Sonderjustiz zum Guerillakonflikt in Kolumbien gestartet

Bogota (APA/dpa) - Wichtiger Schritt zur Aufarbeitung des blutigen Konflikts in Kolumbien: Präsident und Friedensnobelpreisträger Juan Manue...

Bogota (APA/dpa) - Wichtiger Schritt zur Aufarbeitung des blutigen Konflikts in Kolumbien: Präsident und Friedensnobelpreisträger Juan Manuel Santos hat 31 Richter eingesetzt, die im Rahmen einer Sonderjustiz die Verbrechen der FARC-Rebellen aufarbeiten sollen. Diese hatten im vergangenen Jahr nach über 50 Jahren Kampf die Waffen abgegeben.

Santos sprach von einer „Justiz für den Frieden“, von einem Vorbild für die Welt zur Lösung bewaffneter Konflikte. Insgesamt sollen 38 Richter am Ende die Taten aufarbeiten, dabei geht es vor allem um schwere Kriegsverbrechen, Anschläge, Tötungen, Folter und Geiselnahmen. Die Sonderjustiz ist Teil des Abkommens mit der FARC.
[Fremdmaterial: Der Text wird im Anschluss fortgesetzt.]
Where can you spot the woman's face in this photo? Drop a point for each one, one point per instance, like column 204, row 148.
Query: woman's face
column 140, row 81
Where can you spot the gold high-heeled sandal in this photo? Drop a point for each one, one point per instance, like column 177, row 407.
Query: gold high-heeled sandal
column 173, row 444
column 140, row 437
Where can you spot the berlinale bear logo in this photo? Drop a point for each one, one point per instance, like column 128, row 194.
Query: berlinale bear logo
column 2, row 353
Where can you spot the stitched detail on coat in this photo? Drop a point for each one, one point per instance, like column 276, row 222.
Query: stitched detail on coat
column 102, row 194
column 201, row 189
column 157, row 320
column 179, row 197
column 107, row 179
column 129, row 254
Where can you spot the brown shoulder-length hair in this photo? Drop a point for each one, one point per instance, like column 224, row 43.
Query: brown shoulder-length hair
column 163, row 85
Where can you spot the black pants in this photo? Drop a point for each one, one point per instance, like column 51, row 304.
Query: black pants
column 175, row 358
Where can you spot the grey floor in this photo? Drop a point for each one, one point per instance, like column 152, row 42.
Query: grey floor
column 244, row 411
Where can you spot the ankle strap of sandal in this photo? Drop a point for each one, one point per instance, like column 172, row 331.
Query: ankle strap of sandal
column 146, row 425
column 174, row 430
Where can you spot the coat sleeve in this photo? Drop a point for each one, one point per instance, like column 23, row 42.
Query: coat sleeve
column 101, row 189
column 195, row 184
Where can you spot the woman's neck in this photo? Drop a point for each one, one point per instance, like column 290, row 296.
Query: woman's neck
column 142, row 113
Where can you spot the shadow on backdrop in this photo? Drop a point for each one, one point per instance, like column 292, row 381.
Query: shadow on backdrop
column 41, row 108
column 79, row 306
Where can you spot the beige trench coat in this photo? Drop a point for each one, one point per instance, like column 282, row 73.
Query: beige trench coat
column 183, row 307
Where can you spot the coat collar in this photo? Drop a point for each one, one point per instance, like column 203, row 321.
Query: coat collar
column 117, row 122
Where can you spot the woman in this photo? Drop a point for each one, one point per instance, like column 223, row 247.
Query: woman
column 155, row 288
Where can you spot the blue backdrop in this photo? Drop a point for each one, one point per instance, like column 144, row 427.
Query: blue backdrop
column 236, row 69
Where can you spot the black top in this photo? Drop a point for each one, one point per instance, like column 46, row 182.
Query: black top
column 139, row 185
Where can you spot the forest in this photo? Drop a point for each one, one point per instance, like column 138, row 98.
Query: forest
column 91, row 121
Insgesamt könnten die Verfahren am Ende Vorwürfe gegen rund 3.500 Ex-Guerilleros und 1.750 Soldaten des kolumbianischen Militärs umfassen. Straftaten wie illegaler Waffenbesitz sollen unter eine Amnestie fallen. Für geständige Kämpfer sind je nach Schwere der Verbrechen Strafen von maximal acht Jahren vorgesehen - zum Teil können diese im Arrest auf ländlichen Farmen verbüßt werden.

Die Sonderjustiz - Jurisdiccion Especial para la Paz (JEP) - war der umstrittenste Punkt des Friedensabkommens. Gegner werfen Santos zu viel Milde gegenüber den früheren Guerillakämpfern vor. Es wird damit gerechnet, dass bis zum Abschluss aller Verfahren und des Schließens dieses Kapitels bis zu 15 Jahre vergehen könnten. Es beteiligen sich auch Juristen aus dem Ausland an den Verfahren. Ziel ist eine gründliche, den Opfern gerecht werdende Aufarbeitung.